After leaving the last house behind, I stopped to take off my shirt, jeans, and shoes. I'd only worn them until now as a concession to blending in with the naturals (as we called the unaugmented). I hid the clothes under some gorse, for collectio
n on my return. When naked, I stretched my arms wide, embracing the world and its weather and everything the future could throw at me.
The air was calm yet oppressive, in a brooding sulk between stormy tantrums. Grey clouds lay heavy on the sky, like celestial loft insulation. My augmented eyes detected polarized light from the sun behind the clouds, beyond the castle standing starkly on its promontory. I tried to remember why I could see polarized light, and failed. Perhaps there was no reason, and the designers had simply installed the ability because they could. Like software, I suffered feature bloat. But when we arrived at our new planet, who could guess what hazards lay in store? One day, seeing polarized light might save my life.
I smelled the mud of the path, the salt of the waves, and a slight whiff of raw sewage. Experimentally, I filtered out the sewage, leaving a smell more like my memories from childhood walks. Then I returned to defaults. I didn't want to make a habit of ignoring reality and receiving only the sense impressions I found aesthetic.

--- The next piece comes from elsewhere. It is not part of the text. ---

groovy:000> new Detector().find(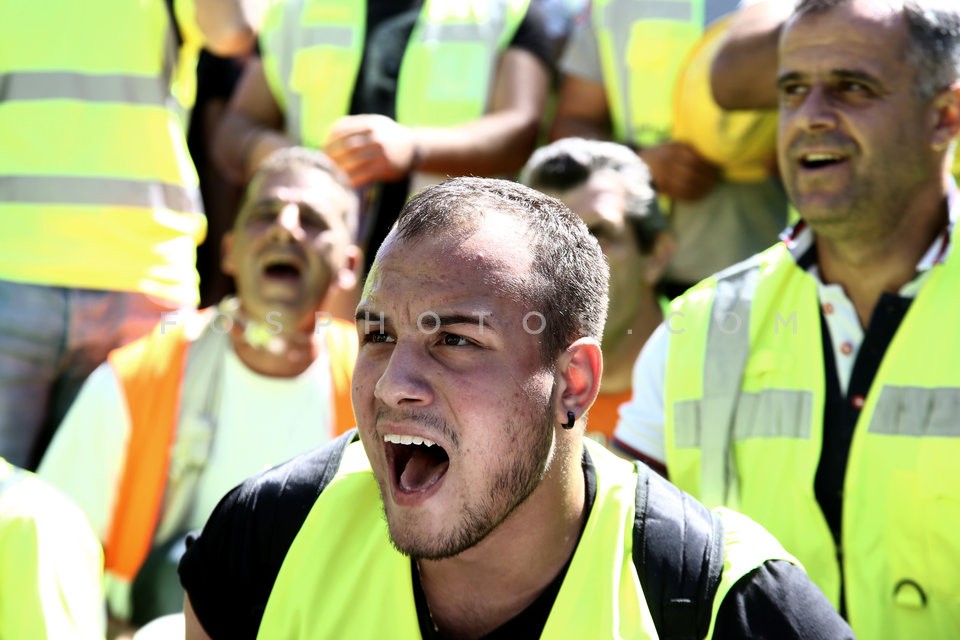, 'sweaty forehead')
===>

Picking up speed, I marched beside the barbed wire fences that enclosed the farmers’ shrinking fields. At this season the fields contained only stubble and weeds, the wheat long since harvested. Crows pecked desultorily at the sodden ground. I barged through patches of gorse; the sharp spines tickled my exo-skin, but did not harm it. With my botanist's eye, I noted all the inhabitants of the little cliff-edge habitat. Bracken and clover and thistles and horsetail—the names rattled through my head, an incantation of farewell. The starship's seedbanks included many species, on the precautionary principle. But initially we'd concentrate on growing food crops, aiming to breed strains that would flourish on the colony world. The other plants ... this might be the last time I'd ever see them.
It was once said that the prospect of being hanged in the morning concentrated a man's mind wonderfully. Leaving Earth might be almost as drastic, and it had the same effect of making me feel euphorically alive. I registered every detail of the environment: the glistening spiders’ webs in the dead bracken, the harsh calls of squabbling crows, the distant roar of the ever-present sea below. When I reached a gully with a storm-fed river at the bottom, I didn't bother following the path inland to a bridge; I charged down the slope, sliding on mud but keeping my balance, then splashed through the water and up the other side.